Gal Costa foi uma das maiores na arte de colher as informações e angústias da sociedade, elaborá-las dentro de si e criar uma performance cênica. Desse modo, envolvia o público, os musicistas, os sons etc. numa atmosfera única e partilhada. Quem vivia a experiência de seu show saía modificado e atento aos sentidos que foram comunicados de uma outra maneira. Imagine a eficácia dessa estratégia em plena ditadura! Gal não precisava cantar letras de protesto, já que seu corpo criava um protesto absorvido pelo campo das emoções. Seu legado no palco influenciou a todos os artistas que vieram depois.
Em matéria de seu instrumento, a voz (também corpórea), Gal Costa foi imbatível em conduzir o ouvinte para além da dimensão do conhecimento racionalizado. Acredito que a forma como ela cantava um verso triste promovia mais tristeza do que a poesia sozinha seria capaz de fazer. Gal proporcionava um mergulho. Enquanto ela mergulhava em suas entranhas para mobilizar o sentimento, nós íamos junto. Acabávamos por conhecer nosso íntimo também. Coloque um disco de Gal e sinta isso.
A importância desse tipo de inteligência para o Brasil de hoje é enorme. A luta por uma sociedade igualitária se beneficiaria, entendendo que não basta o discurso falado. O discurso do corpo é fundamental porque é através dele que somos afetados. E são os afetos que nos movem em direção a uma causa política. Gal Costa ensinou ao Brasil como lutar dançando.
Veja o espetáculo “Fa-tal”, de 1971, que é, na minha opinião, sua obra-prima. Ali, a euforia e a sensualidade não estavam em polos opostos à seriedade. A encenação de “Fa-tal” reunia discussões extremamente relevantes sobre estética e política. Ao mesmo tempo, Gal brincava, pulava, festejava e se contorcia. Só que tal encenação não era gratuita, pois seu corpo-mente despertava na plateia sensações ambíguas de felicidade e desconforto. Sua beleza atraía, mas não se tratava do padrão da mulher da época; sua voz encantava, mas era entremeada por gritos e ruídos pouco usuais. Em síntese, Gal contestava a família tradicional com os papéis de gênero predeterminados, a comodidade diante do regime militar e até a ideia de que a arte precisa ser agradável.

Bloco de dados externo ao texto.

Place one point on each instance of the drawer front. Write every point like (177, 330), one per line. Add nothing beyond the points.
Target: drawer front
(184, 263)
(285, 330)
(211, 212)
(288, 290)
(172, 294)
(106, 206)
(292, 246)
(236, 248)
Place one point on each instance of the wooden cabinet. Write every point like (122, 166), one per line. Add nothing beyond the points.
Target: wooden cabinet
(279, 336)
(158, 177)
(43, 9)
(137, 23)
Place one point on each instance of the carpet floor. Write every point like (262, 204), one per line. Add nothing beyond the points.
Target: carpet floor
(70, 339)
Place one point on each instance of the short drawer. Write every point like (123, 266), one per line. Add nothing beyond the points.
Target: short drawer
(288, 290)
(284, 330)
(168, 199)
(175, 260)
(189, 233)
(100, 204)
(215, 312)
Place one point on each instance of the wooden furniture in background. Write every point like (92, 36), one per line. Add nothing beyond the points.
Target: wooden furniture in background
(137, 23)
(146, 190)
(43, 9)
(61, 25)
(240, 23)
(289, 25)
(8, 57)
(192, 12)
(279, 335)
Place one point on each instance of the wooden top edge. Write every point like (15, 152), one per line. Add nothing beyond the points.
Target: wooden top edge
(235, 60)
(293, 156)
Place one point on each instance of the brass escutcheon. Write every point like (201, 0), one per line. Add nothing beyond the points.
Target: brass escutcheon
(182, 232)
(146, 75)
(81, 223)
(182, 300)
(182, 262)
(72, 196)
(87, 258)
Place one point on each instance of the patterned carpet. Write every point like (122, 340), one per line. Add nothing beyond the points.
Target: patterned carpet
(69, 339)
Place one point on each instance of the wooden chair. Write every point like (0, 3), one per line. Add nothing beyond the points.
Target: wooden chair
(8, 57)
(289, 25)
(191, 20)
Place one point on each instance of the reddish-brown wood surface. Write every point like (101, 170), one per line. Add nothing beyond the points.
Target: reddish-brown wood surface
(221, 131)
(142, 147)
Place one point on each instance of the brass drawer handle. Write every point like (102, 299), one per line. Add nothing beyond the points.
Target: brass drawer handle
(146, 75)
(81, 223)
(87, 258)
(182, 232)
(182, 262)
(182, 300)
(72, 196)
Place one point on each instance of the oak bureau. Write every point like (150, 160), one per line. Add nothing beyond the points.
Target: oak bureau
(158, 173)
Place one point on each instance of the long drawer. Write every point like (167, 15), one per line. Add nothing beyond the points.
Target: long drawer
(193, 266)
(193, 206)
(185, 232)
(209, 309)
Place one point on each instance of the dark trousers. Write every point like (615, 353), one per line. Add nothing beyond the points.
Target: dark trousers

Gal Costa foi um vulcão de transformações na MPB. Sua versão do tropicalismo mostra um novo lado, pouco comentado. É a cultura marginal agindo sobre o movimento que ficou conhecido nos festivais e no programa do Chacrinha. Assim, o tropicalismo, segundo Gal Costa, é mais agressivo e angustiante. Ela abraçou a escuridão e articulou a tragédia com a alegria, numa catarse.
Diante do que foi dito até aqui, como continuar num país sem Gal Costa? Talvez aceitando que não estamos sem ela. Gal se materializa em cada mulher cantando, em cada instrumento tocado e em cada palco espalhado por este Brasil. Sua potência de vida é uma chama resguardada por nós e temos a missão de manter o seu legado. Não vamos perder as memórias, não vamos desligar a música e nem mudar de vídeo. E quando for necessário, levaremos sua obra adiante para que as novas gerações se sintam brasileiras porque Gal Costa foi uma artista brasileira.
A carioca Taissa Maia é pesquisadora. No mês em que a morte de Gal Costa completa um ano, ela lança seu primeiro livro, “A todo vapor — O tropicalismo segundo Gal Costa” (Garota FM Books), do dia 27 de novembro, às 19h, na Livraria da Travessa de Botafogo. O livro está em pré-venda desde essa quinta (09/11), dia da morte da cantora, nos sites da Amazon, da Livraria da Travessa e da Garota FM Books. São 128 páginas sobre a vida e carreira de Gal a partir de uma reconstrução de discursos sobre a sua atuação no tropicalismo, um dos desdobramentos da dissertação de mestrado “Linda, feia e (des)aparecida: A mulher e os discursos sobre o tropicalismo musical”, defendida por Taissa na UFRJ, em 2021.